Onun, iktidarın siyasi blokajını aşıp İstanbul için radikal adımları tek başına atabilmesi mümkün gözükmüyor. Mutlaka, en azından bu acil mesele için, her ne kadar zor olsa da, karar alma süreçlerinden dışlansa da merkezi yönetimle işbirliği içinde çalışması gerekli. Ama İstanbul şehrinin yarısından fazlasını güvenini daha yeni kazanmış, yeni bir şehir perspektifi olan İmamoğlu’nu dışlayarak bu işi başarmak, İstanbulluların en az yarısının rızasını almak da mümkün değil.
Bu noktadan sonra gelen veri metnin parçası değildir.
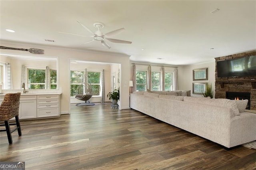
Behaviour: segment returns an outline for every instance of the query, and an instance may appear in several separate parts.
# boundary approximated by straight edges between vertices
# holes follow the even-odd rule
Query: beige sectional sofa
[[[256,140],[256,114],[245,111],[247,102],[138,91],[130,107],[229,148]]]

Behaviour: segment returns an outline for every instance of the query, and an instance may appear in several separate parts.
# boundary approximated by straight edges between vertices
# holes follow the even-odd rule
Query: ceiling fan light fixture
[[[103,38],[101,36],[94,36],[93,39],[96,41],[102,41],[103,40]]]

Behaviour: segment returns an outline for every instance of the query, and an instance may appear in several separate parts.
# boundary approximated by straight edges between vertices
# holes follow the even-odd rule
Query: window
[[[28,89],[44,89],[45,69],[28,69]]]
[[[81,83],[84,83],[84,71],[70,71],[70,96],[76,95],[76,91]]]
[[[160,72],[151,72],[151,90],[160,90]]]
[[[99,71],[87,72],[88,79],[92,89],[93,96],[100,96],[101,94],[100,73]]]
[[[57,70],[50,70],[50,89],[57,89]]]
[[[50,75],[46,75],[46,69],[28,68],[27,82],[28,89],[56,89],[57,70],[50,70]],[[50,87],[46,87],[46,79],[50,76]],[[48,78],[47,78],[48,77]]]
[[[138,91],[146,91],[147,71],[136,71],[136,88]]]
[[[172,73],[164,73],[164,90],[172,90]]]
[[[3,73],[3,66],[0,65],[0,83],[3,83],[4,74]]]

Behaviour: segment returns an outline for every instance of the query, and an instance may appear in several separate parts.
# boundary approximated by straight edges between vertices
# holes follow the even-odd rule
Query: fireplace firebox
[[[251,93],[250,93],[232,92],[227,91],[226,92],[226,99],[231,100],[248,100],[248,103],[246,106],[246,109],[250,110],[250,99]]]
Bugün İstanbul, milyonlarca insanın akşam yatağa deprem tedirginliğiyle gittiği bir şehir. Şehri terk edenler var, evini değiştirmeye çalışanlar, çocuğuyla birlikte uyumaya başlayanlar...
Milyonlarca insanın hayatı, geleceği, siyasi önyargıları, eski defterleri bir tarafa bırakarak Cumhurbaşkanı Erdoğan ve Büyükşehir Belediye Başkanı İmamoğlu arasında deprem için bu işbirliğinin kurulmasına bağlı.
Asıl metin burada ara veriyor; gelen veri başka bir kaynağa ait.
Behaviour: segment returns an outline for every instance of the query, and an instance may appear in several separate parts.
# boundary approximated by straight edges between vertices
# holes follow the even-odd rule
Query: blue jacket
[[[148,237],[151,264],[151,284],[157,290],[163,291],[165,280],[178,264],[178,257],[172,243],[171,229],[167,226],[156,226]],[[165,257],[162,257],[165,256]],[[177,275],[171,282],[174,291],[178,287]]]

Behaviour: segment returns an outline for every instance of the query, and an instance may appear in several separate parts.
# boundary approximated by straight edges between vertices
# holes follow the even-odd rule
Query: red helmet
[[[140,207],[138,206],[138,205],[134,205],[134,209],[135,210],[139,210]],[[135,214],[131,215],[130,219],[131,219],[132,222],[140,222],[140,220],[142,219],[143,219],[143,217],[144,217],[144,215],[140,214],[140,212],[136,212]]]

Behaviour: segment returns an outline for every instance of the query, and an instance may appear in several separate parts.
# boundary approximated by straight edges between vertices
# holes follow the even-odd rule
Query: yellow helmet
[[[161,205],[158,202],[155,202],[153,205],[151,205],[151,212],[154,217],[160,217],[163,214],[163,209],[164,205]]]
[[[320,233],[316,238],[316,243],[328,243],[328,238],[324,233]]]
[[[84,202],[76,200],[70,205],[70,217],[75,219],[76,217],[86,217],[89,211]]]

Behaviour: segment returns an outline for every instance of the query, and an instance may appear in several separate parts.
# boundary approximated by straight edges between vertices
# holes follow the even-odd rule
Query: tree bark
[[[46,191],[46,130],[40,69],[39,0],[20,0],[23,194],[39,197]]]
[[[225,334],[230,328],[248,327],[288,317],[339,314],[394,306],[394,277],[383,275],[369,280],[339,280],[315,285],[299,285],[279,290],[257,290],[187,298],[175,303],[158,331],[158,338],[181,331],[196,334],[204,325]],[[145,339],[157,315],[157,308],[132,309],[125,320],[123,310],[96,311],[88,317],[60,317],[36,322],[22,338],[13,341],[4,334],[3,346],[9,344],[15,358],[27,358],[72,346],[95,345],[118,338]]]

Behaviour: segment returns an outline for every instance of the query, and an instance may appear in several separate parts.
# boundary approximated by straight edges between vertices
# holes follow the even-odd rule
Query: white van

Aksi takdirde bu iletişimsizlikten kaynaklanacak yanlışlar, böyle bir depremin yıkımı ve sonrasında yaşanacak krizler, sorumlulukları olsun olmasın, merkezi hükümette ve yerelde iktidar olan bütün siyasetçilerin kariyerine yazılacaktır.
Ülkenin kalbi olan şehirde yaşanacak bir yıkımdan sonra Türkiye eskisi gibi olmaz, siyasetçiler için de bu bir yıkım olur. 1999 depremi böyle olmuştu.
O yüzden depremden önce ellerinden geleni yapmalılar.
Yıkım, inşa, nüfus taşıma gibi radikal adımlarla okları üzerlerine çekmeyi, bir kısım insanı küstürmeyi göze alarak işin siyasi sorumluluğunu birlikte üstlenmeliler.
Abartı değil, yüzbinlerce insanın hayatını kurtarmak ellerinde.
Bunu başarırlarsa siyasi kariyerlerindeki en büyük başarı olur bu. Gelecek nesiller de onları hayırla yad eder.
Yoksa yüzbinlerce insanın öldüğü, sakat kaldığı, enkaz altında kurtarılmayı beklediği bir şehirde kimse toplanma alanlarının konforu ve genişliğiyle toparlanamaz.
İstanbul yıkılırsa da geride kalan Türkiye de uzun bir süre daha mutlu olamaz.